Por favor, nos poupe, ministro.
Investidores estrangeiros já sabem: o Brasil não é confiável
Barroso pode contar sua narrativa fantasiosa para a plateia da ONU ou para as colunas do Valor Econômico, mas os investidores estrangeiros sabem exatamente onde estão pisando. E o pior: não confiam mais no Brasil.
Ainda no governo Michel Temer, durante um roadshow internacional em 2017, dez investidores estrangeiros foram ouvidos sobre seus principais receios em relação ao Brasil. Nenhum — nenhum! — mencionou o câmbio, a inflação ou a carga tributária.
Todos disseram a mesma coisa: “O Brasil muda a regra com o jogo em andamento.”
Ou seja, o problema não está na economia em si, mas na falta de previsibilidade institucional, causada por decisões absurdas, mutantes e ideológicas do próprio STF. Isso mina a confiança no país. Isso mata o investimento. E isso destrói empregos.
“Derrotamos o bolsonarismo”: a confissão que não será esquecida
É o mesmo Barroso que, tempos atrás, confessou publicamente que “derrotamos o bolsonarismo” durante um evento na Universidade de Yale, nos EUA. Uma declaração que, sozinha, já desacredita completamente qualquer imparcialidade judicial de sua parte.
Pior: agora, durante essa nova viagem internacional, o ministro admitiu que solicitou ajuda ao governo Biden para as eleições no Brasil. Isso é ou não é interferência estrangeira direta num processo democrático?
Em qualquer país sério, isso bastaria para uma renúncia forçada, uma CPI urgente e, no mínimo, um escândalo internacional. Aqui? Aqui Barroso volta ao Brasil de cabeça erguida e diz que tudo está bem. Que somos uma “democracia vibrante”. E que não existe “insegurança jurídica”.

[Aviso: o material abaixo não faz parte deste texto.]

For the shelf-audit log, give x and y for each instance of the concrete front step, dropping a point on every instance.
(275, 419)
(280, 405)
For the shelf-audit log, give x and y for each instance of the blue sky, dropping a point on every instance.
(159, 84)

É demais para qualquer cidadão que ainda conserve um pingo de discernimento.
O STF como legislador supremo: o atropelo ao Congresso
A Constituição de 1988 — essa mesma que os ministros do STF juraram defender — diz que quem cria leis no Brasil é o Congresso Nacional. Mas não é isso que temos visto. Nos últimos anos, o STF vem legislando por conta própria, revogando leis, impondo decisões morais e políticas, censurando parlamentares e até prendendo adversários políticos.
Ou seja, o STF deixou de ser o guardião da Constituição e passou a ser o poder absoluto do Brasil, agindo muitas vezes acima do Executivo e do Legislativo.

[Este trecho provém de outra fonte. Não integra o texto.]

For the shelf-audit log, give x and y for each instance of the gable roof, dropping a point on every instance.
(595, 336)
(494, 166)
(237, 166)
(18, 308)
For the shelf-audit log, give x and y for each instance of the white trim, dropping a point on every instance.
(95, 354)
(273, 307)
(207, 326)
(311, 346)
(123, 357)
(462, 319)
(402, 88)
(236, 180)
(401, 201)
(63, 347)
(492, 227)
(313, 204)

Barroso pode tentar dourar a pílula para os gringos em Nova York, mas os brasileiros sabem que o Supremo hoje extrapolou todos os limites institucionais.

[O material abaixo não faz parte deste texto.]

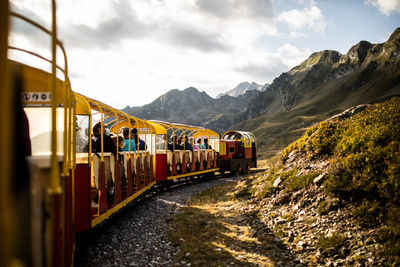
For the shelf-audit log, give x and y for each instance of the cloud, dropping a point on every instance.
(291, 55)
(306, 18)
(264, 69)
(108, 31)
(237, 8)
(298, 35)
(189, 37)
(385, 6)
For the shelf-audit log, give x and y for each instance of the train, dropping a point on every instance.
(59, 176)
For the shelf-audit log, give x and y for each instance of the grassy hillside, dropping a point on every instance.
(324, 84)
(331, 198)
(364, 156)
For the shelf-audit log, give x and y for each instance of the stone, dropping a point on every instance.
(319, 179)
(277, 182)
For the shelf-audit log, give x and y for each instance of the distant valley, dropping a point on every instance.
(321, 86)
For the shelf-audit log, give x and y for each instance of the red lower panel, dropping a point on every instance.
(161, 167)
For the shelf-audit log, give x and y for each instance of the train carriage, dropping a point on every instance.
(185, 160)
(238, 152)
(62, 180)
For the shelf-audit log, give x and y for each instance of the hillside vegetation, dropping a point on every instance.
(332, 197)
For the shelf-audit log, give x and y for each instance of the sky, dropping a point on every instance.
(129, 52)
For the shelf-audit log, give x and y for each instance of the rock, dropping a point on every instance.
(319, 179)
(277, 182)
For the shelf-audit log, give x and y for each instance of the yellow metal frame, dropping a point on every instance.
(249, 134)
(114, 209)
(191, 174)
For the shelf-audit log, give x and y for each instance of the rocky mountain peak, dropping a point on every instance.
(326, 57)
(395, 36)
(359, 51)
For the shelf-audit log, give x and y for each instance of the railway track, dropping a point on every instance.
(136, 235)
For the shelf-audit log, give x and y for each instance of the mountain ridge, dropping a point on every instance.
(326, 83)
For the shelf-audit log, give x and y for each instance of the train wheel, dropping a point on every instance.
(247, 169)
(239, 171)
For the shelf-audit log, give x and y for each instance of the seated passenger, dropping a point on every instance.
(108, 143)
(197, 146)
(188, 146)
(142, 145)
(206, 145)
(170, 145)
(178, 144)
(126, 141)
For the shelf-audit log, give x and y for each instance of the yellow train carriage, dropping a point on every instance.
(183, 152)
(42, 168)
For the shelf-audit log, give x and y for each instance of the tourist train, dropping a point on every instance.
(69, 162)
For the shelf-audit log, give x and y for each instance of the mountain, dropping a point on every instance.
(324, 84)
(190, 106)
(243, 87)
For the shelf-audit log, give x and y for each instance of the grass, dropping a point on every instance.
(365, 170)
(331, 242)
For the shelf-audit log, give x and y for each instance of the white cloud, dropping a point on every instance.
(385, 6)
(311, 17)
(298, 35)
(292, 56)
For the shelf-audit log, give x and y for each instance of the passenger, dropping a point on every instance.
(170, 144)
(188, 145)
(108, 143)
(126, 141)
(142, 145)
(178, 144)
(121, 142)
(206, 145)
(197, 146)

Quando a toga vira trono e a Constituição, papel de rascunho
O que está acontecendo no Brasil é uma distorção perigosa dos três poderes. O Legislativo tem sido tratado como um apêndice irrelevante; o Executivo, como um inimigo a ser domesticado; e o Judiciário, especialmente o STF, se tornou uma monarquia de onze cabeças, onde ministros se revezam entre discursos de autoexaltação e decisões cada vez mais arbitrárias.
E quando um deles — como Barroso — tem a audácia de dizer, com todas as letras, que não existe insegurança jurídica, o que ele realmente está dizendo é: “Aceitem nossa autoridade absoluta, mesmo quando ela for contraditória e inconstitucional.”
Isso não é democracia. Isso é usurpação institucional.
Respeito ao povo brasileiro: isso sim é o que falta
O povo brasileiro é trabalhador. É honesto. Estuda, empreende, produz, sustenta esse país com suor e fé. E merece respeito. Não discursos cínicos embalados em inglês técnico para plateias estrangeiras. Não decisões que mudam conforme a conveniência do momento. E muito menos ministros que se julgam deuses togados, acima de qualquer crítica.
O Brasil precisa urgentemente recuperar a harmonia entre os poderes. E isso só será possível quando o STF deixar de ser o centro de comando ideológico da nação, e voltar a ser o que deveria: um tribunal constitucional técnico, imparcial e discreto.
Até lá, senhor Barroso, não tente nos convencer de que o caos institucional em que vivemos é apenas uma “lenda urbana”. Porque aqui fora, no mundo real, onde a insegurança jurídica tem nome, endereço e CPF, nós sabemos a verdade.
E a verdade, por mais que tentem enterrá-la com toga e discursos rebuscados, sempre ressurge.